Uncertainty of destructive tests
Because you can't make repeated measurements on a single sample, do the next best thing: Make repeated measurements on a group of similar samples. Start by identifying a time when production is running smoothly and without interruption. Evaluate the resulting product according to your knowledge of its operation, and collect and save a large group of samples when everything is going well. You can assume this group is smoothly distributed about some (unknown) mean and members of the group are as similar as is reasonable to expect. This then becomes your unchanging unit for testing repeatability.
When you make repeated destructive measurements of items from this group, the spread of the resulting values will be due to a combination of product variation and measurement variation. These variations are confounded--without other evidence, you can't tell how much variation came from which source. However, you do know the total variation and can answer some of the same questions as you would with nondestructive testing.
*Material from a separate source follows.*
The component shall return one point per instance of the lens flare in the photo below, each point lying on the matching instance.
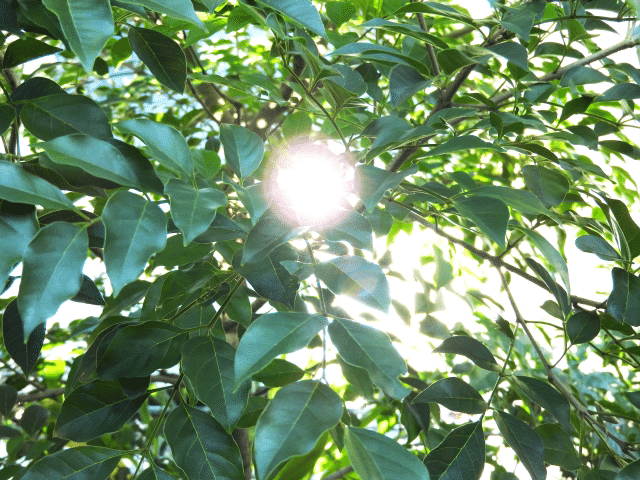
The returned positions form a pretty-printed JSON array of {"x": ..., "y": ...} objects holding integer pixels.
[{"x": 310, "y": 185}]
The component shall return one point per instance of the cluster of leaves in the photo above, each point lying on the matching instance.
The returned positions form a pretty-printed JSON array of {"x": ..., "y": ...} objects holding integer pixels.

Is the overall variation observed small enough to satisfy your customers? Does the variation meet your specifications? Can the information coming from this measurement be used to stabilize the manufacturing process? If the answer is yes, then the measurement is useful in its current state even if its variability is larger than it would be if there were unchanging samples.
If the answer is no, the measurement must be improved before it can be useful. Many times, this discovery is just the beginning of a journey. It's possible some other property of the unit being tested could provide necessary information without destruction. Perhaps more or different data could be collected during a destructive test. Improvement can come from small things as well as breakthrough changes. Sometimes a slightly different measurement technique can reduce variability enough to make the difference and enable a measurement to be useful when it was not before.
Once the measurement has been deemed acceptable, further items from the original large group are periodically used as a check standard. For nondestructive tests, repeated measurements of a check standard are placed on a control chart to monitor the continued stability of the measurement process.
It's exactly the same here. The control chart will show whether the measurement process has remained stable because the units tested are members of the same original group. The product variability error is still in the mix, of course, so the charts may not be quite as sensitive, but the principle remains the same. Measurement monitoring in this way can be very effective.
This leaves us with only one more issue: The original collection of samples can't last forever.
When you're down to, say, the last 10% of the original batch, collect another batch from the process when it's running well, just as before. Now measure all that remains of the first group and an equal number of samples from the new group. This will enable you to determine statistically how to bridge the gap. You can make changes in the centerline and control limits of the chart based on this experiment and leave yourself with a working chart that should apply to ongoing monitoring using the new samples. This is analogous to adjusting the chart from run to run in short-run statistical process control (short-run SPC). The process remains the same, although the mean and variability may change between runs.
This is not an entirely satisfactory process because the variation of the product samples desensitizes the operation of the monitoring tools. Nevertheless it does work, and it's the best you can do unless nondestructive measurements of the same parameters can be developed.
PHILIP STEIN is a metrology and quality consultant in private practice in Pennington, NJ. He holds a master's degree in measurement science from the George Washington University in Washington, DC, and is an ASQ Fellow.